Nettoyer un poireau s’apparente à un ménage du printemps : exit la poussière, il faut tout passer au peigne fin. Coupez d’abord les racines et séparez le bulbe blanc du feuillage vert. Certains poireaux ont une pelure coriace, et il est parfois nécessaire d’en retirer la première couche. Rincez ensuite la partie verte sous l’eau froide, l’extrémité triangulaire vers le bas, en prenant soin d’écarter le feuillage pour que se déloge la saleté.

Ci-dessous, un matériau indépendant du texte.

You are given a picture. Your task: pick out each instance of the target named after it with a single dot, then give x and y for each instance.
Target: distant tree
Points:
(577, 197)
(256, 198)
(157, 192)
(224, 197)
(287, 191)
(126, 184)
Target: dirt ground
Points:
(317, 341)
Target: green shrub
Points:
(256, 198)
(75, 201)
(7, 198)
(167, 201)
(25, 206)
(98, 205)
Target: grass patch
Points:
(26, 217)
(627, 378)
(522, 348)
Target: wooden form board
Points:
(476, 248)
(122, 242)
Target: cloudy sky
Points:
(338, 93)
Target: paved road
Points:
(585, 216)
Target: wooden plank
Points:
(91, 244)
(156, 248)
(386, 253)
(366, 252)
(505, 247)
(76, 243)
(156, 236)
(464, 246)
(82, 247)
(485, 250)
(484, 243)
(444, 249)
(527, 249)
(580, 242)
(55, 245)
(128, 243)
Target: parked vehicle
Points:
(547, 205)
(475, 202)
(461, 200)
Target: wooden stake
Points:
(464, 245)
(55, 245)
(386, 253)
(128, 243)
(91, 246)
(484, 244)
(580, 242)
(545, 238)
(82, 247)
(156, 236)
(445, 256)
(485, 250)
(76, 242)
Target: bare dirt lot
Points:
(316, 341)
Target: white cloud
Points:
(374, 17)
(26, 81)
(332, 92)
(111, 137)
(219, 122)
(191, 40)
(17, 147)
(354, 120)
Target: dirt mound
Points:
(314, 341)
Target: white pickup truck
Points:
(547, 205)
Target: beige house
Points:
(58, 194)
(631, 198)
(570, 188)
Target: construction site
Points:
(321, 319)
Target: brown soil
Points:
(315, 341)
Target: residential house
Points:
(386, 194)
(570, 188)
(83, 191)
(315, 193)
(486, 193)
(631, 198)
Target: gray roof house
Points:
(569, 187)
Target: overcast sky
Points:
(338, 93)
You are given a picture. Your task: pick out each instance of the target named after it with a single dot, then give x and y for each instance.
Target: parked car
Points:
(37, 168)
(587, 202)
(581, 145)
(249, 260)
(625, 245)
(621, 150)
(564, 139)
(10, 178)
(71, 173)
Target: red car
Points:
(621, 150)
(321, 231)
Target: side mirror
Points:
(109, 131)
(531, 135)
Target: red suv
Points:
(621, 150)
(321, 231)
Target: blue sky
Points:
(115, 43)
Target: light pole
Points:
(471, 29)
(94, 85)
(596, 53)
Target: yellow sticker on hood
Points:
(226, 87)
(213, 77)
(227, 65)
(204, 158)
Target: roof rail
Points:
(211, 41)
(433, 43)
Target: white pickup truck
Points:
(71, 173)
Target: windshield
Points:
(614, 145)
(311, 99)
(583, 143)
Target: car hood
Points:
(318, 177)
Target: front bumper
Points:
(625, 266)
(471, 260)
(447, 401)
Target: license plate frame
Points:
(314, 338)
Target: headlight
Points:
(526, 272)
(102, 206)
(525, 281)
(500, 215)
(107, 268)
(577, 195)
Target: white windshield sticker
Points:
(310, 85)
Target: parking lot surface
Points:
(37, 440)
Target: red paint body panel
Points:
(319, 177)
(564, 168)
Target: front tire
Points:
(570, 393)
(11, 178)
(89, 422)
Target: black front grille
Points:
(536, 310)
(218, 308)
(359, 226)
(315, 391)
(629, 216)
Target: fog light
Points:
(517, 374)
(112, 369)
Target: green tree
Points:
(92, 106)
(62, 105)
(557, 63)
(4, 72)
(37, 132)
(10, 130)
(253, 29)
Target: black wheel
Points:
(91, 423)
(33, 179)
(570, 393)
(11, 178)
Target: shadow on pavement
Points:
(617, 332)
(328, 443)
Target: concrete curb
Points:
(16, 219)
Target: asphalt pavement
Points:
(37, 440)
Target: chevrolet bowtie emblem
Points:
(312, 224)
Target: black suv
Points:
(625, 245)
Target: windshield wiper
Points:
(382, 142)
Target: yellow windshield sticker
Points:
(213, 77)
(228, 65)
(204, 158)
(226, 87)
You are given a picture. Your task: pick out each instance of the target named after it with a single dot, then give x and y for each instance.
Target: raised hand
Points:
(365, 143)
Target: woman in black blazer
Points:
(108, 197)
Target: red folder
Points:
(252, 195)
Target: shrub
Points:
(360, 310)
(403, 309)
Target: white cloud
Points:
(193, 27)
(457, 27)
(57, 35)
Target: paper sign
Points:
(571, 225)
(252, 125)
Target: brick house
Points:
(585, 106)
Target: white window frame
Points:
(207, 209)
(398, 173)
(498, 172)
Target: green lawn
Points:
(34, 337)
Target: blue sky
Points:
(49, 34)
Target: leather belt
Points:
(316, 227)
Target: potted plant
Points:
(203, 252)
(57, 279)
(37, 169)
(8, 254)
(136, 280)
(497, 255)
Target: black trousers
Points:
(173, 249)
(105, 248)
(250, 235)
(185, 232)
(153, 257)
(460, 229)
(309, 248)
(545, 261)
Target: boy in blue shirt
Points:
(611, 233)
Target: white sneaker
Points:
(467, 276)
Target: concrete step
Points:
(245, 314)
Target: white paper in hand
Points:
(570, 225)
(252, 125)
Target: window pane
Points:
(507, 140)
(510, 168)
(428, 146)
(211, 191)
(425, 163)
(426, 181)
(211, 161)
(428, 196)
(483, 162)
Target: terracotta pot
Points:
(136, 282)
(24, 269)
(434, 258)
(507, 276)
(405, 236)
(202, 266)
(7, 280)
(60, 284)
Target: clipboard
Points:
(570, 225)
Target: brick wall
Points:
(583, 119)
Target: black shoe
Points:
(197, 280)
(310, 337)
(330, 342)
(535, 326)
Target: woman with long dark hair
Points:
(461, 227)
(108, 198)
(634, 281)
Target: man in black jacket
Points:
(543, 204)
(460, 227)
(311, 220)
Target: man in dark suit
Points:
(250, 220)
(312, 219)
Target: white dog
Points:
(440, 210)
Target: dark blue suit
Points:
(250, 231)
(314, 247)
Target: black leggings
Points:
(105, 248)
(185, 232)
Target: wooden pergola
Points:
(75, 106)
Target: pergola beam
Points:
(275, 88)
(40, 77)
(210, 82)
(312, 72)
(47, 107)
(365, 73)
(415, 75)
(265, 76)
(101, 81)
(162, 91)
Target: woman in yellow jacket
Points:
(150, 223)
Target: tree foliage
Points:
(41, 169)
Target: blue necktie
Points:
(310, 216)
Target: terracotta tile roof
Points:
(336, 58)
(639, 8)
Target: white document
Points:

Une autre option est de trancher sur la longueur chacune des moitiés, de les rincer en écartant leurs couches et de les laisser égoutter sur un linge de table, face contre terre. Vous pouvez également trancher le poireau entier en rondelles que vous ferez tremper dans un bol d’eau tiède, en agitant les morceaux. Le sable coulera tout au fond, alors que les morceaux flotteront. Retirez ces derniers à l’aide d’une cuillère à trous afin de ne pas mêler les débris à l’eau propre, qui s’infiltrerait à nouveau dans les rondelles de poireau. Une fois séchées à l’air ou avec une essoreuse à salade, elles sont fin prêtes.

Cru

Pour une salade croquante tout en chlorophylle, privilégiez les premiers poireaux de la saison, plus doux et chétifs. Émincez (vraiment) finement en rondelles ou en juliennes le blanc et la partie vert tendre, et faites mariner le tout selon la texture souhaitée. Réservez le feuillage coriace pour les bouillons et liquides à pocher. Des tronçons de poireau (crus ou vapeur, selon vos préférences) s’incluent également à une assiette de légumes pour la fondue chinoise ou le chabu chabu japonais.

À la vapeur

C’est le légume parfait pour la cuisson à l’étuvée, sur le rond ou en papillote, avec du beurre et un liquide au choix. Il peut ensuite aller au four, pour un braisé. Vous pouvez déposer quelques morceaux de poireau sur une marguerite avant de les inclure à une frittata, une omelette ou une quiche.

Blanchi

Dégustez-le froid avec une vinaigrette ou une mayonnaise maison. Il se mange également chaud, nappé de béchamel et gratiné.

Bouilli

Un mot : potage.

Rôti

À sa sortie du four, versez une généreuse cuillérée de beurre aromatisé sur le poireau et faites-en un repas complet en y ajoutant un œuf cuit dur et du bacon émietté.

Se conserve

À température pièce

Le poireau répond bien aux chambres froides et autres garde-manger frais et humides. Il tiendra compagnie à vos autres denrées pendant deux mois.

Au frigo

Il se conservera deux semaines dans le tiroir à légumes s’il est entier et non lavé. Une fois le poireau taillé, rangez le blanc et le feuillage dans un sac à légumes, ou dans un plat hermétique pour des tranches. Vous pouvez le consommer dans les jours qui suivent sa préparation.

Au congélateur

Une fois le poireau lavé et séché, c’est l’occasion d’expérimenter avec différentes coupes (en rondelles, en juliennes, en cubes). Vous pouvez le transférer au congélateur sans le blanchir au préalable, pour une durée de six mois. Pas besoin de décongeler vos portions avant de les ajouter à un plat cuisiné.

Ses alliés

Le poireau adore faire trempette dans un liquide de cuisson : beurre fondu, crème, vin blanc ou bouillon de légumes. Infusez-le avec une branche de romarin ou de thym, une gousse d’ail écrasée ou une simple pincée de sel et de poivre. Le poireau accompagne à merveille la volaille, le poisson à chair blanche, le porc (jambon, prosciutto, saucisses) ainsi que les plats à base de pommes de terre et de fromage (cheddar, gruyère, parmesan).